I release the air I’ve been holding. So this is what he’s been hanging over Ashton’s head all this time.
His mother.
“So I gave in. Over the years, I’ve kept quietly accepting his demands.” With a snort, Ashton mutters, “The worst part? I could never really complain. I mean, look at my life! I’m going to Princeton, I have money, a car, a guaranteed job at one of the most prominent law firms in the country. It’s not like he’s torturing me. He’s just . . .” Ashton heaves a sigh. “He just took away my freedom to choose how I live.”
“Well, forcing you to marry someone is something to complain about,” I mutter bitterly.
Ashton’s head bows, his voice turning gruff. “That was the worst day of my life. I’m so sorry you had to go through that. And I’m sorry I didn’t tell you about the engagement.”
“Look at me,” I demand, lifting Ashton’s face with a finger under his chin. I want so badly to kiss him right now but I can’t cross that line. Not until I know . . . “What happened with Dana? Where do things stand?” Is the wedding still on? Is what we’re doing right now, sitting here together, wrong?
Those gorgeous brown eyes take in my features for a moment before continuing. “Three years ago, I was at the firm’s summer golf tournament, playing with my dad, when a new client introduced himself and his daughter to me. She was there, playing with him. That’s how Dana and I met. I guess Dana’s dad mentioned something about how much he’d love his daughter to be with a guy like me . . .” Ashton’s neck muscles cord. “Dad saw an opportunity. Dana’s father had given the firm only a portion of his businesses while three other law firms represented the rest. Getting ‘in’ with Dana’s dad was a huge financial win for the firm. Worth tens of millions, maybe more. So I was instructed to make Dana love me.” Ashton’s arms shift to pull me tight to his chest as he buries his face against my collarbone, making my pulse begin to race. He keeps talking, though. “She was pretty and blond and really sweet. I never felt anything real for her but I couldn’t complain about having a girlfriend like her. Plus she lived across the country most of the year, going to school, so it’s not like she cramped my lifestyle. Not until you came along.” I resist the urge to lean down. It would be so easy . . . just a little shift and my mouth could be on his.
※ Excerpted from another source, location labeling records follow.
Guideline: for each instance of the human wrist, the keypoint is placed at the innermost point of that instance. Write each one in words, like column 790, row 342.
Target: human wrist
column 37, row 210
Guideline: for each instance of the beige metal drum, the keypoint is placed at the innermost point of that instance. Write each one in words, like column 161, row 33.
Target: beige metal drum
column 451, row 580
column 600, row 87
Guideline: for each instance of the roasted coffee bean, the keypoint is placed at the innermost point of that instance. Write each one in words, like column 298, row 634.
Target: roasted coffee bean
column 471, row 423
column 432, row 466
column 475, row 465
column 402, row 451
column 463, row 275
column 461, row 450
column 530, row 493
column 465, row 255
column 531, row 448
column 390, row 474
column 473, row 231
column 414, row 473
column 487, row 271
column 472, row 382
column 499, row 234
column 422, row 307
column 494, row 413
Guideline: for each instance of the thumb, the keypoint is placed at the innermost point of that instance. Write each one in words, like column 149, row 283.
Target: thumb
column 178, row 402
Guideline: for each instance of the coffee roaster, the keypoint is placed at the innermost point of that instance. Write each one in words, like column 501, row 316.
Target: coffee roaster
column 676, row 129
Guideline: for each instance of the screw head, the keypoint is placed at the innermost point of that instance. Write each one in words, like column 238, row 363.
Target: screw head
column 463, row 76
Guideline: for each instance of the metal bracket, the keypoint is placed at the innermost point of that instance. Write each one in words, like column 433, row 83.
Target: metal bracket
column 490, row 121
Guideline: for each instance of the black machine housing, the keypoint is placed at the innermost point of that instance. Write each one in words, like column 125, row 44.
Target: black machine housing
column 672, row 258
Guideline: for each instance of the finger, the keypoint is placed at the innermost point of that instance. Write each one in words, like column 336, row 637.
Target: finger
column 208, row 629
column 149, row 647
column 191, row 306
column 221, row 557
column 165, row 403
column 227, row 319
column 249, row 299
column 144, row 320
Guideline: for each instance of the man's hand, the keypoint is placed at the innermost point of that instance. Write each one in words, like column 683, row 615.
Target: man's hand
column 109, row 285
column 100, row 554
“Three weeks ago, my dad called me and told me to propose. Dating Dana had secured a larger portion of her dad’s business. He figured marrying her would secure him the rest. I refused. The next day, I got the call from the facility with questions about my mother’s impending transfer to a nursing home in Philadelphia. I was barely off the phone when I got an email from my father with at least a dozen reports of neglect at this place. Even a sexual assault case that got thrown out of court on a technicality. The sick bastard was waiting and ready for it.” Ashton’s chest lifts and falls against me in a resigned sigh. “I had no choice. When he handed me the ring two weeks ago, after the race, I asked Dana to marry me. I told her she was the love of my life. I couldn’t risk her saying no. I was going to convince her to have a long engagement, until I finished law school. I just needed to hold out until my mother died and then I could break it off.” The self-loathing in his voice is unmistakable. He hates himself for it.